Virginia's Explore Park

ROANOKE

Endorsing fiscal irresponsibility

I WAS disappointed to see your March 4 editorial (``A good thing the Senate said no'') supporting rejection of the balanced-budget amendment.

Families and most states have to balance their budgets. Why should the federal government spend billions that we don't have?

President Clinton and the liberals worked hard to defeat the balanced-budget amendment, despite the fact that 70 percent to 80 percent of Americans support it. They politicized a nonpartisan issue, and wanted to exempt Social Security from any possible future cut.

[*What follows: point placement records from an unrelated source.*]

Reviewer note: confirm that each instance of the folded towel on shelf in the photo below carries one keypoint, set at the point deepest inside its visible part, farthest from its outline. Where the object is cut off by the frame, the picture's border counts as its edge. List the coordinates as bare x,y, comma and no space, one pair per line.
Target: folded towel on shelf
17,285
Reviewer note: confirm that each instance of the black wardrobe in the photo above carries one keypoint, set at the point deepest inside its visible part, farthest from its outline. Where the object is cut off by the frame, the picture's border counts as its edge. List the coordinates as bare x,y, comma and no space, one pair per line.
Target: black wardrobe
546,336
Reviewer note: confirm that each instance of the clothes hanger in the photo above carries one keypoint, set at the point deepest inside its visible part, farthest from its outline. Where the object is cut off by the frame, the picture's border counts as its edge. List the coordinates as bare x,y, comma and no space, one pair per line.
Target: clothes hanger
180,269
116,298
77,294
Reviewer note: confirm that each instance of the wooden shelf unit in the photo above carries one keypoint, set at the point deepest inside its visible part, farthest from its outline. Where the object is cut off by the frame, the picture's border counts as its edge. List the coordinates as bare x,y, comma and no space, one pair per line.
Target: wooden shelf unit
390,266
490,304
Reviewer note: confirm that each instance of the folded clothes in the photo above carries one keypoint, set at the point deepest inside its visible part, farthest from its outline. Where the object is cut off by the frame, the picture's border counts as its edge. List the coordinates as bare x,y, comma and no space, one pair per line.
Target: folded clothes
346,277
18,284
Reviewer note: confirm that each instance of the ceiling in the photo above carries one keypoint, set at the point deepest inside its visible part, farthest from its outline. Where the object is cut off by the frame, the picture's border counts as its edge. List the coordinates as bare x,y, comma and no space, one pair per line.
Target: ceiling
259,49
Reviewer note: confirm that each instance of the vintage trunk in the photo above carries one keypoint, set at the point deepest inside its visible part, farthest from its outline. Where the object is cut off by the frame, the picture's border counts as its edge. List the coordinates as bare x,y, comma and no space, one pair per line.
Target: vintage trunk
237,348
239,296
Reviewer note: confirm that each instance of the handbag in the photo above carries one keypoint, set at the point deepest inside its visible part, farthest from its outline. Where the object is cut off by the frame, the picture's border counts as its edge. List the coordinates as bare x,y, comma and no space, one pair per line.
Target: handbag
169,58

Social Security and Medicare make up more than half of annual federal spending. It would be irresponsible to not consider reducing them in the future.

This amendment would have required a balanced budget by the year 2002, subject to ratification by three-fourths of the states. Clinton and the liberals have shown that they don't want their runaway spending to be stifled; they don't trust the American people to allow this to be put to a national debate; and they don't care what the majority thinks.

I expect liberal opinions in your news and editorials, but that editorial endorses fiscal irresponsibility. I wish we had term limits for newspapers.